Vervolgens is de studiebeurs voorzien van een inkomens bovengrens voor de ouders en sterk verlaagd. De inkomens bovengrens maakt de studiefinanciëring goedkoper voor de overheid, maar maakt voor studenten van wie de ouders niet willen of om andere redenen dan te weinig inkomen niet kunnen betalen studeren onmogelijk en door de verlaging van de beurs is voor de student deze niet meer voldoende om van rond te komen. Netto resultaat is dat wie geld heeft kan studeren en anderen moeten lenen of werken naast hun studie. Het lenen geeft risico op een restschuld die na de studie niet kan worden terugbetaald, bijvoorbeeld als geen baan kan worden gevonden, en al helemaal niet als de studie niet wordt gehaald. Door deze restschuld is het bijvoorbeeld vaak niet mogelijk is een hypotheek te krijgen. Dit vergroot de druk op de studie en verhoogt daarmee het risico dat deze niet wordt gehaald. Door het werken naast de studie kan er te weinig energie en tijd voor de studie zelf overblijven, met gelijke gevolgen.

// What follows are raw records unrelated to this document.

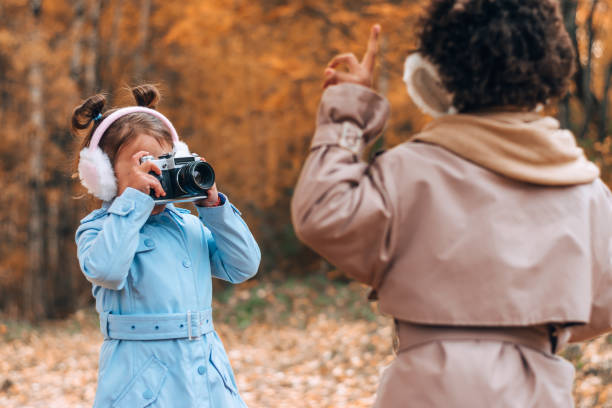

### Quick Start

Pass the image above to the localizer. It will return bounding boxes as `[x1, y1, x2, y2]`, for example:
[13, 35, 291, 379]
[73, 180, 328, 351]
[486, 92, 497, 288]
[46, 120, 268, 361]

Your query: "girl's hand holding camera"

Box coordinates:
[116, 151, 166, 197]
[116, 150, 220, 207]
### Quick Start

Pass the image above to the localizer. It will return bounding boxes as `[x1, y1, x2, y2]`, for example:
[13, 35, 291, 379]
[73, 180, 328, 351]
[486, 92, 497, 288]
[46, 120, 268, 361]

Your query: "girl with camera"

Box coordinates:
[292, 0, 612, 408]
[72, 85, 260, 408]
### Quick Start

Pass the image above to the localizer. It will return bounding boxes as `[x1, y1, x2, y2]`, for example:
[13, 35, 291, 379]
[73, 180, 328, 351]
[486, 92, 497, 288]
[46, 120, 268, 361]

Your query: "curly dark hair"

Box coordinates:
[418, 0, 575, 112]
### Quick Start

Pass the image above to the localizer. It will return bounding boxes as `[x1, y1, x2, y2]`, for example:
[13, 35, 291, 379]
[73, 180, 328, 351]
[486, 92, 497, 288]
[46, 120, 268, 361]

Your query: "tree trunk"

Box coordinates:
[83, 0, 102, 96]
[23, 0, 45, 321]
[70, 0, 85, 86]
[105, 0, 124, 99]
[134, 0, 152, 81]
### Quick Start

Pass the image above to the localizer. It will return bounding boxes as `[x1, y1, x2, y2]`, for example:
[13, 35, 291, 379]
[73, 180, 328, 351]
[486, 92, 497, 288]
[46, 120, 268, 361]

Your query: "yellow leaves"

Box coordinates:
[0, 282, 612, 408]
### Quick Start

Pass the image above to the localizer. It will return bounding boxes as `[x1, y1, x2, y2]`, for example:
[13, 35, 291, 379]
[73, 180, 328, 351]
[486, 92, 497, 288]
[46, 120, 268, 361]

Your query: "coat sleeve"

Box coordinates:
[196, 195, 261, 283]
[570, 180, 612, 342]
[76, 187, 154, 290]
[291, 84, 396, 288]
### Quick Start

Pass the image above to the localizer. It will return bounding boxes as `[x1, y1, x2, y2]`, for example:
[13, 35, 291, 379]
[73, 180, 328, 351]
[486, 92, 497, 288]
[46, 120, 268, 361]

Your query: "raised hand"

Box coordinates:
[323, 24, 380, 88]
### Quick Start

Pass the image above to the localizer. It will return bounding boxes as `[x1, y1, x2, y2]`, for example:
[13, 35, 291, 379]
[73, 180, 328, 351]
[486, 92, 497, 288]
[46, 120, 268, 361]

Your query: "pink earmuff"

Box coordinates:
[79, 106, 189, 201]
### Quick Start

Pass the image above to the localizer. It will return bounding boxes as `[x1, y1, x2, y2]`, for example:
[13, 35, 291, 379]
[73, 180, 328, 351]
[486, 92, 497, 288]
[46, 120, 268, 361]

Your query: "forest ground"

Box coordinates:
[0, 277, 612, 408]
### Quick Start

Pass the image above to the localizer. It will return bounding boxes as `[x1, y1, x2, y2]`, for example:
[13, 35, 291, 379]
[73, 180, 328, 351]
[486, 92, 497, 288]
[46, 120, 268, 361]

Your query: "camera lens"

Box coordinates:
[177, 161, 215, 194]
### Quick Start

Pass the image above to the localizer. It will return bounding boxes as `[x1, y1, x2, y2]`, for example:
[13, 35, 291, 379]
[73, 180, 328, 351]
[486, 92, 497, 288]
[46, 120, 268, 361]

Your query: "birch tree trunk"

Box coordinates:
[134, 0, 152, 81]
[83, 0, 102, 96]
[23, 0, 45, 321]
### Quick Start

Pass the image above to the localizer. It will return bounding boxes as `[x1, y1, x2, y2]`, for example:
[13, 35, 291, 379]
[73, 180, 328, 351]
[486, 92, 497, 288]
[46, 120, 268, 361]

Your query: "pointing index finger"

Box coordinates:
[363, 24, 380, 72]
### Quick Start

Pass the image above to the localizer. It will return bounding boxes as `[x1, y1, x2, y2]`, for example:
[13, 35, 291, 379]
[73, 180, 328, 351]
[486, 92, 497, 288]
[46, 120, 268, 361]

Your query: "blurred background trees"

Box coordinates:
[0, 0, 612, 320]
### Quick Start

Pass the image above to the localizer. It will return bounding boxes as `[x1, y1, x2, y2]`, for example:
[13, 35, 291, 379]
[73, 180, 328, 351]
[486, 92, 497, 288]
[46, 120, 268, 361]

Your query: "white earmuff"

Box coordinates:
[78, 106, 190, 201]
[404, 53, 457, 118]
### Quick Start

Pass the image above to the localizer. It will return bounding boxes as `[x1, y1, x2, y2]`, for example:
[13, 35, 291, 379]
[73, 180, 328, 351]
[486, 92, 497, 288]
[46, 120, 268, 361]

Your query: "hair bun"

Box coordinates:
[71, 94, 106, 133]
[131, 84, 161, 109]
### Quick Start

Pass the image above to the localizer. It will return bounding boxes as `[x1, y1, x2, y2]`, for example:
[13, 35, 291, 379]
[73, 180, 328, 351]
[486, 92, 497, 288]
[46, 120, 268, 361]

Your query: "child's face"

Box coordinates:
[114, 134, 172, 214]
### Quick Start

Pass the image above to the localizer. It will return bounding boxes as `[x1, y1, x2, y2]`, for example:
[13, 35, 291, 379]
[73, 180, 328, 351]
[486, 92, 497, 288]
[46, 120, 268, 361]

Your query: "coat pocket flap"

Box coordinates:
[113, 356, 168, 408]
[210, 347, 238, 394]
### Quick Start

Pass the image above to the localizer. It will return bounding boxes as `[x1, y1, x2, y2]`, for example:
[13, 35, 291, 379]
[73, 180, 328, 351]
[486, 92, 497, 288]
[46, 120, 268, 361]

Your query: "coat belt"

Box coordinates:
[100, 309, 214, 340]
[395, 320, 555, 354]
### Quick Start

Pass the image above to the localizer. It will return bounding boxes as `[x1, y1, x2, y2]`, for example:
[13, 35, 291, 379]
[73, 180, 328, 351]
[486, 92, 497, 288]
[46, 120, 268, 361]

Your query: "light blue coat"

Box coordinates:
[76, 188, 261, 408]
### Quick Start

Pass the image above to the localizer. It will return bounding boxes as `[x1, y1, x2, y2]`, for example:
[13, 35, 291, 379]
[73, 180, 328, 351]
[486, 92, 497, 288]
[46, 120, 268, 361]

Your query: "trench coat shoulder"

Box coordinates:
[80, 208, 108, 225]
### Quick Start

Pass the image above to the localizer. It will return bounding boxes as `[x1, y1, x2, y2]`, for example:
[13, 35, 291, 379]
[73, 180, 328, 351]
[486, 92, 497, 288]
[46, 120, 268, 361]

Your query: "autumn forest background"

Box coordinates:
[0, 0, 612, 406]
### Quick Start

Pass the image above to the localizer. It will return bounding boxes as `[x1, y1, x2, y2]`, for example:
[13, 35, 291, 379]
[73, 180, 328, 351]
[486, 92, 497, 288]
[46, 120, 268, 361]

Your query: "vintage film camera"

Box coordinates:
[140, 152, 215, 204]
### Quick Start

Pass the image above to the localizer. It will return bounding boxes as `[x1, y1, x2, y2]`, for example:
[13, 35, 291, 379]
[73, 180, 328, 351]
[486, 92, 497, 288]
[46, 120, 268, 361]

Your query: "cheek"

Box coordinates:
[113, 162, 128, 185]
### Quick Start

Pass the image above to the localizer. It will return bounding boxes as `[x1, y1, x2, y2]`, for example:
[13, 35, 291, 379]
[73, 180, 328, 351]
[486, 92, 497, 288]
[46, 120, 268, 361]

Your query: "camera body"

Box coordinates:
[140, 153, 215, 204]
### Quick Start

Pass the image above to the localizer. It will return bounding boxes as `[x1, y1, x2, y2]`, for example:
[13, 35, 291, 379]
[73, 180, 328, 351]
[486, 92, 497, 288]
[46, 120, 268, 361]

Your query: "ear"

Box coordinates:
[404, 53, 456, 118]
[79, 147, 117, 201]
[174, 140, 191, 157]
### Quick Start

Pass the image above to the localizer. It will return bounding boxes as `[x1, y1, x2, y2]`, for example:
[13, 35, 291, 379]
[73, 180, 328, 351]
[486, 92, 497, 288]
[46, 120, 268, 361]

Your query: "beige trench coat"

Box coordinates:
[292, 84, 612, 407]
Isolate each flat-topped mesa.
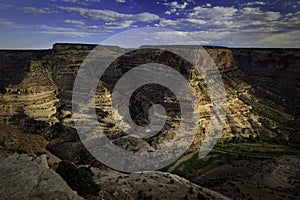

Dit selecteert de verkeerde mensen. Het gaat bij studeren niet om geld hebben, bereid zijn financiëel risico nemen, ondernemersgeest of laten zien "dat je ervoor gaat" door naast de studie te werken, hoe mooi maatschappelijk realistisch dit ook klinkt. Het gaat om hard studeren voor een opleiding. Het oude systeem met een volledige studiebeurs voor mensen met weinig geld die goede resultaten haalden lijkt eerlijker en is goedkoper omdat alleen mensen een beurs krijgen die deze echt nodig hebben en verdienen.
Deze gevolgen waren voorspelbaar, maar de werkelijkheid van het plan was niet doorgedacht. Inmiddels zijn er voorstanders om weer terug te gaan naar het oude beurzensysteem. Dit zou natuurlijk jammer zijn van het geld dat het invoeren van de basisbeurs heeft gekost en kost en gaan we niet doen want het zou politiek gezichtsverlies zijn.